1. What is a thyroid nodule?

An abnormal growth of cells that form a lump within the thyroid gland, a butterfly-shaped gland at the base of the neck. Most lumps are benign (non-cancerous), however a small number can be cancers (5%).

2. Does a thyroid nodule need surgery?

Thyroid nodules need surgery if they are causing local symptoms due to their size or position. They may cause speech, swallowing or breathing difficulties. Alternatively they may need to be removed if there is a risk of cancer. This is assessed based on the ultrasound appearance of the nodule and a biopsy.

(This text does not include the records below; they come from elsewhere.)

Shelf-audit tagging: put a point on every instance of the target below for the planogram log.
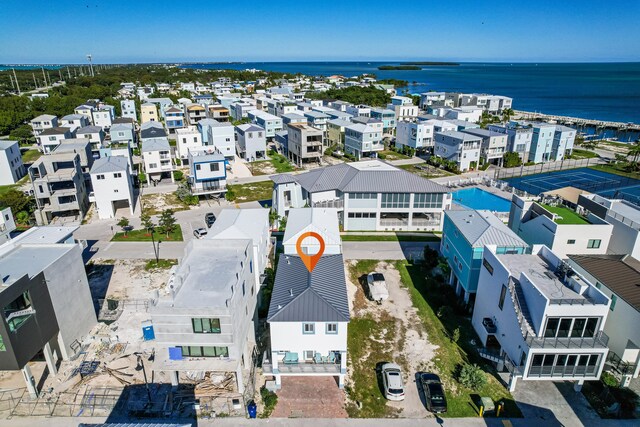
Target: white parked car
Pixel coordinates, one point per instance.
(199, 233)
(392, 381)
(378, 291)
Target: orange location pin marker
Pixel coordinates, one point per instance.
(310, 260)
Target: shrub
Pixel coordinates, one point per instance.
(269, 400)
(471, 376)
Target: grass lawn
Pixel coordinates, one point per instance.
(391, 237)
(583, 154)
(568, 216)
(163, 264)
(392, 155)
(428, 296)
(250, 192)
(30, 156)
(426, 171)
(145, 236)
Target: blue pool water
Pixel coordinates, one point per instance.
(476, 198)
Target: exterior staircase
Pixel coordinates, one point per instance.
(521, 309)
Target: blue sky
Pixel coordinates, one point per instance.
(139, 31)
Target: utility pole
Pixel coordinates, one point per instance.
(16, 78)
(90, 64)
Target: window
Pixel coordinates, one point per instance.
(205, 326)
(503, 293)
(197, 351)
(488, 266)
(427, 200)
(593, 243)
(18, 311)
(395, 200)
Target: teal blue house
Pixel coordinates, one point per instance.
(465, 235)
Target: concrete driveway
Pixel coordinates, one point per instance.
(554, 404)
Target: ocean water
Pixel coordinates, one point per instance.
(602, 91)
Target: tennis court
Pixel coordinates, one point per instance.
(594, 181)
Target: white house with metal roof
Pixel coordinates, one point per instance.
(323, 221)
(308, 319)
(369, 195)
(112, 186)
(157, 159)
(11, 167)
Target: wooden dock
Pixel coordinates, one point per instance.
(575, 121)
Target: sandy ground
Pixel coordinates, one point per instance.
(414, 351)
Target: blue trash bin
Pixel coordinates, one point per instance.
(252, 408)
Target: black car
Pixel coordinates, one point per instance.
(433, 393)
(209, 219)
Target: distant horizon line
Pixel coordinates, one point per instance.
(391, 62)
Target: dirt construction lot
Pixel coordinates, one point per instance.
(388, 332)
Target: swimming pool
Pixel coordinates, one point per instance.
(475, 198)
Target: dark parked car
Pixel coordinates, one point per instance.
(433, 393)
(209, 219)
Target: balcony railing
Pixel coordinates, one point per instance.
(600, 340)
(335, 203)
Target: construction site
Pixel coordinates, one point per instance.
(112, 373)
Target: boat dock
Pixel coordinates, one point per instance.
(564, 120)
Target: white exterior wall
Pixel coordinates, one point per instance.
(7, 225)
(11, 167)
(187, 139)
(289, 336)
(622, 324)
(111, 189)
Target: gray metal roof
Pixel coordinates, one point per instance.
(319, 296)
(110, 164)
(364, 177)
(484, 228)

3. What is a TIRADS classification?

This is a risk assessment of a nodule based on its ultrasound appearance and guides the need for biopsy. It is subclassified into:

  • TIRADS 1 - Benign
  • TIRADS 2 - Not suspicious
  • TIRADS 3 - Mildly suspicious. Biopsy if 2.5 cm or larger. Observe with ultrasound if between 1.5 cm to 2.5 cm in size.
  • TIRADS 4 – Moderately suspicious. Biopsy if 1.5 cm or larger. Observe with ultrasound if between 1.0 cm and 1.5 cm in size.
  • TIRADS 5 – Highly suspicious. Biopsy if 1.0 cm or larger. Observe with ultrasound if between 0.5 cm and 1.0 cm in size.

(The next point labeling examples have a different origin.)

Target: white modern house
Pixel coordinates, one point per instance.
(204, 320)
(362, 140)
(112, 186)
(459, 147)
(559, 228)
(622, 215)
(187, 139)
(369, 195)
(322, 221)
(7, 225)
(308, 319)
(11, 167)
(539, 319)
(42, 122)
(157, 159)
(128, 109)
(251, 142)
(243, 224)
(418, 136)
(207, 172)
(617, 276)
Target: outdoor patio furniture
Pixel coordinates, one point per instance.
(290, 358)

4. How is a biopsy of a thyroid nodule performed?

This is performed by a doctor using ultrasound to guide the biopsy and accurately sample the nodule. For the biopsy, a very thin needle is used to withdraw cells from the thyroid nodule. The needle used is smaller in diameter than those used in most blood draws.

5. What does my thyroid biopsy result mean?

Thyroid biopsies are classified based on the appearance of the cells using the Bethesda classification to give a risk of cancer.

  • Non diagnostic (Bethesda 1)
    • o Needs repeat biopsy
  • Benign (Bethesda 2)
    • Nodule may be observed based on low risk of malignancy in appropriate patients.
  • Atypia of undetermined significance (Bethesda 3)
    • 14 % risk of malignancy
  • Follicular Neoplasm (Bethesda 4)
    • 25 % risk of malignancy
  • Suspicious for malignancy (Bethesda 5)
    • 70% risk of malignancy
  • Malignant (Bethesda 6)
    • 99% risk of malignancy

For Bethesda 3 nodules, after consideration of clinical and ultrasound features, investigations such as repeat FNA or molecular testing may be used to supplement malignancy risk before recommending either surveillance or diagnostic surgery.

Bethesda 4-6 lesions generally require surgery.

6. Can you live a normal life without your thyroid?

People can live full, long lives without a if they take thyroid medication to replace the absence of thyroid hormones in their body.